What actually slows websites down

  • Large, unoptimised images — the single most common cause of slow load times on SMB websites
  • Render-blocking JavaScript — scripts that prevent the page from displaying until they've finished loading
  • Excessive third-party scripts — analytics, chat widgets, advertising tags, social embeds
  • No caching or poor caching configuration — the server rebuilding every page on every request
  • Shared hosting with insufficient resources — particularly common on cheaper hosting plans
  • Unoptimised database queries — on dynamic sites and CMSs, slow queries compound under load

Core Web Vitals: what they measure and what they mean

Google's Core Web Vitals are the current standard for measuring page experience. They cover three dimensions: Largest Contentful Paint (how quickly the main content loads), Interaction to Next Paint (how responsive the page is to interaction), and Cumulative Layout Shift (how stable the layout is as it loads).
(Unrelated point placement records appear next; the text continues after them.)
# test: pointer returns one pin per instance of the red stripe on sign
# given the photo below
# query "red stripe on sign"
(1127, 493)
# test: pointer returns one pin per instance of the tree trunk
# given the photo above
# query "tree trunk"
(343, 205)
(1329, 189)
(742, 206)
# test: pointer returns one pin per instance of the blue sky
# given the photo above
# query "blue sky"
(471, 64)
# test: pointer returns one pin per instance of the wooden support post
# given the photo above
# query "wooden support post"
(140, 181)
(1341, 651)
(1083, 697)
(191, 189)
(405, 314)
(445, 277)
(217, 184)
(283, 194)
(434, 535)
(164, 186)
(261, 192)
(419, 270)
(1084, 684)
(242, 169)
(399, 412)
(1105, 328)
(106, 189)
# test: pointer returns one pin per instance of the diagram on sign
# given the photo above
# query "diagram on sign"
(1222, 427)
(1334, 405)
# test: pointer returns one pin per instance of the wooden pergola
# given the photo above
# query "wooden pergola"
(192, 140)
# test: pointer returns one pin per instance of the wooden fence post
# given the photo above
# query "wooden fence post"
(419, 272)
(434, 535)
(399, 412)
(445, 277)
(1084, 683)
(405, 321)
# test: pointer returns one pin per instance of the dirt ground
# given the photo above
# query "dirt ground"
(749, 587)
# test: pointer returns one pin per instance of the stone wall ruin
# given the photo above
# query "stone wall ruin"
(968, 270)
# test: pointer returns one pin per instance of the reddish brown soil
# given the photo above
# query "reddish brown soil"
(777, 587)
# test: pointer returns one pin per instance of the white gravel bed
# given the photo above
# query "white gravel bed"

Passing all three is table stakes for competitive SEO. Failing any of them — particularly on mobile — will suppress your rankings relative to faster competitors. Google's Search Console provides free measurement for all three.

"We rebuilt a client's product pages with proper image optimisation and lazy loading. LCP went from 4.1s to 1.6s. Conversion rate on those pages increased by 18% in the following month."

The quick wins for most websites

  • Serve images in WebP or AVIF format and at the correct display size
  • Implement lazy loading for images and iframes below the fold
  • Defer non-critical JavaScript and move tracking scripts to fire after page load
  • Enable browser caching and a CDN for static assets
  • Audit third-party scripts — remove anything that isn't actively contributing value
  • Upgrade hosting if your server response time (TTFB) consistently exceeds 500ms

Before spending on ads, fix the site

One of the most consistent patterns we see: businesses investing heavily in paid traffic to websites that convert at 1–2% due to performance and UX issues. The maths is simple — fixing those conversion issues before scaling ad spend delivers a far higher return per pound than buying more traffic.

A straightforward performance audit and optimisation project typically takes 2–4 weeks and pays back in months, not years. It's one of the higher-certainty investments in digital performance available to most businesses.